Four artist groups participated in a discussion panel at Sophiensaele in Berlin Mitte on September 16.Konsortium, a group of three artists, runs a project room in Düsseldorf, which they use to show their own works along with works by artists who they invite. Their horrible website features a group photo with all three wearing suits and a lot of photos of exhibition, most of them the same wall, taken from the same perspective, showing art that is made for being fixed to a wall. In short: They are a bunch of clowns who seem to think that they are doing something exceptional. The presentation of Konsortium was the caricature of a cocaine driven speech by 3rd level manager.

GlobalAlien is global, because its members have various nationalities. The group was started by students of a Rebecca Horn class and students of a Katharina Sieverding class, as one learned during Lizza May David incredibly boring presentation. How come that, had I imagined how a group of students of Rebecca Horn and Katharina Sieverding would present itself, I would probably have come up with exactly the kind unmotivated high school girl style of presentation that Lizza May David delivered. Choose your gurus wisely and don’t team up with other disciples, they are likely to have similar deficits as you have.

Andrea Knobloch und Silke Riechert form “Salon des Belles Utopistes” a group of two. They talked mostly about how they organize their collaboration and a little bit about the dynamics of collaborating. Their work may be interesting, there collaboration is very conventional. They are a Team and that’s fine, but who cares?

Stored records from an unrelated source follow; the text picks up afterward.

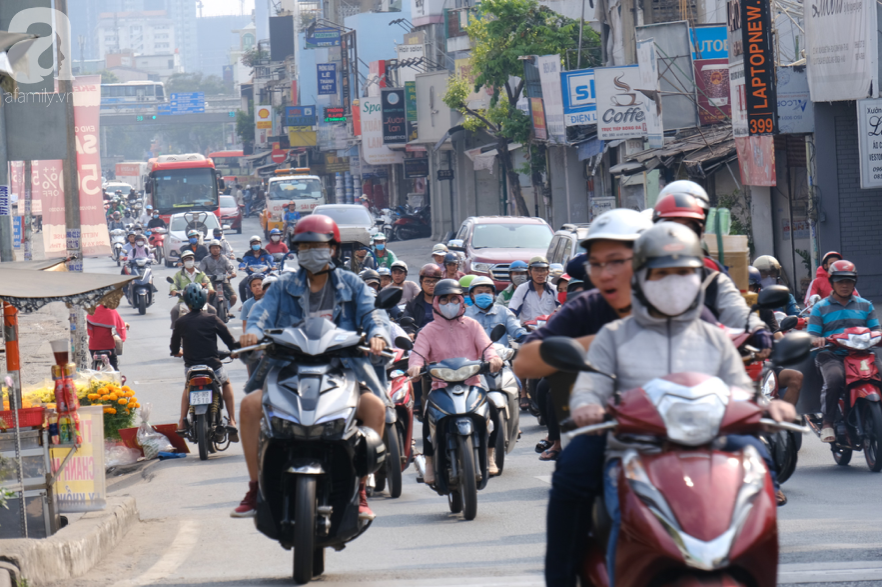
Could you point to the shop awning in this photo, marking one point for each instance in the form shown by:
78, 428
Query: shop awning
29, 290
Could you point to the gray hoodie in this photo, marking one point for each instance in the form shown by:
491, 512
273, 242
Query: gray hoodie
640, 348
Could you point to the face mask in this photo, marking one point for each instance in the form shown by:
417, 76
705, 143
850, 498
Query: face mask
672, 295
449, 311
484, 300
314, 260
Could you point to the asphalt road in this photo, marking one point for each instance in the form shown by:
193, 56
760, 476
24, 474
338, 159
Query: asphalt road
830, 531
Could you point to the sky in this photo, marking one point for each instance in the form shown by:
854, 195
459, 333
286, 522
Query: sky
221, 7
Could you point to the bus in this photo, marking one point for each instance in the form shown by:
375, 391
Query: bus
132, 94
184, 183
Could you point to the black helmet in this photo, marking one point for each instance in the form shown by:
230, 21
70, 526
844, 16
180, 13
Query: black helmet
194, 296
446, 287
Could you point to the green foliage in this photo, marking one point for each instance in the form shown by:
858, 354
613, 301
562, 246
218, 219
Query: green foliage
211, 85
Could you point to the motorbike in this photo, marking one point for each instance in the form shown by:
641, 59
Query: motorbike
859, 422
413, 225
117, 243
459, 425
140, 290
717, 529
312, 451
207, 423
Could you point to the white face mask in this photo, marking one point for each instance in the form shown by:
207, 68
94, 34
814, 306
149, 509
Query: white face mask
672, 295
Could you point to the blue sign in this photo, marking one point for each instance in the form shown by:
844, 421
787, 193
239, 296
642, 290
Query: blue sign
711, 42
327, 74
579, 97
300, 116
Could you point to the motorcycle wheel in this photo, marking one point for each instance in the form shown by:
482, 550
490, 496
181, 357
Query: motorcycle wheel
841, 455
873, 439
304, 529
202, 436
468, 484
499, 424
393, 461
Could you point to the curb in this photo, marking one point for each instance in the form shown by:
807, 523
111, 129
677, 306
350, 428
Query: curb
73, 550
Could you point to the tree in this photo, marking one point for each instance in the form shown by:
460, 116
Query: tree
210, 85
506, 31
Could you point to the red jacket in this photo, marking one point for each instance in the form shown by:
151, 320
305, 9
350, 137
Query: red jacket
99, 326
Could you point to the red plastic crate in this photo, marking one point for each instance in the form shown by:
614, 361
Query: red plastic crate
27, 418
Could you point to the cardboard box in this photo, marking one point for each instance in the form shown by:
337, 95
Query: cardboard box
736, 256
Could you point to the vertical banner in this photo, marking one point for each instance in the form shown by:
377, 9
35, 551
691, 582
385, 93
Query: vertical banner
87, 104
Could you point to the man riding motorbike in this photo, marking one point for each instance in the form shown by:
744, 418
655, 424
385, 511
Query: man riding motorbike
198, 332
842, 309
451, 335
517, 273
667, 302
216, 264
317, 289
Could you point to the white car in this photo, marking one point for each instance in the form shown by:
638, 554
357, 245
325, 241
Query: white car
204, 222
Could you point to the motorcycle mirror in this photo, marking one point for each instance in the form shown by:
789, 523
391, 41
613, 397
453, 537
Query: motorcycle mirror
388, 298
788, 323
773, 296
793, 348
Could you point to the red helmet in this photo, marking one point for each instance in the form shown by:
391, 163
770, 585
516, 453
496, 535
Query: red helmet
316, 228
842, 271
678, 206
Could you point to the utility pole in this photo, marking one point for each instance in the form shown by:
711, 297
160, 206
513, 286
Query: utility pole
78, 339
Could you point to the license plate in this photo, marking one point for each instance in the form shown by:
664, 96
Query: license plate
199, 398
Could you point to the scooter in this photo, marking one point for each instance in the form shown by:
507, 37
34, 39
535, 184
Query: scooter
718, 528
859, 422
312, 450
459, 424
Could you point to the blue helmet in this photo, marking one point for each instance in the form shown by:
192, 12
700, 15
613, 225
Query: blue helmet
194, 296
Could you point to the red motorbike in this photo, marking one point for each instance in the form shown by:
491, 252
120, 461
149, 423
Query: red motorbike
691, 515
399, 435
859, 423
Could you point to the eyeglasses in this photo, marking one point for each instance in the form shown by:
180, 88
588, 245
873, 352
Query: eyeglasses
614, 265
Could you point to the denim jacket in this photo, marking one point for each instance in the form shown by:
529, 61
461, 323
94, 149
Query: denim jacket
498, 314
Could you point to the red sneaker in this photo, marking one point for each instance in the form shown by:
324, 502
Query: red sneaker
248, 507
364, 511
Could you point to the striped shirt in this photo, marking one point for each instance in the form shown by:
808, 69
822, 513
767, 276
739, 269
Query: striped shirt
829, 316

Only FiloArt gave an inspiring presentation in form of a narrative that played with the question of identity. It is not clear how many members FiloArt has and who they are. The Presentation was given by a synthetic voice and questions were answered via email. The story told in the presentation suggests that the group might consist of only one person’s various roles and aspects, but that is kept obscure.

FiloArt does not seem to have a website. This page has some information about the group. It would be great, if they would publish the presentation online.

One would have liked to see a group on the panel that truly works as a group and uses and investigates strategies of teaming up. One of the more interesting groups of the last 15 years, Superflex has shown how forming a group and using techniques and strategies from the corporate world can make a difference. Unlike Superflex the groups on the panel, maybe with the exception of FiloArt, seem to feel perfectly comfortable inside the art context and conventional exhibition practice. Their attempts to break out of it, if they exist, seem halfhearted, not thought through and naive.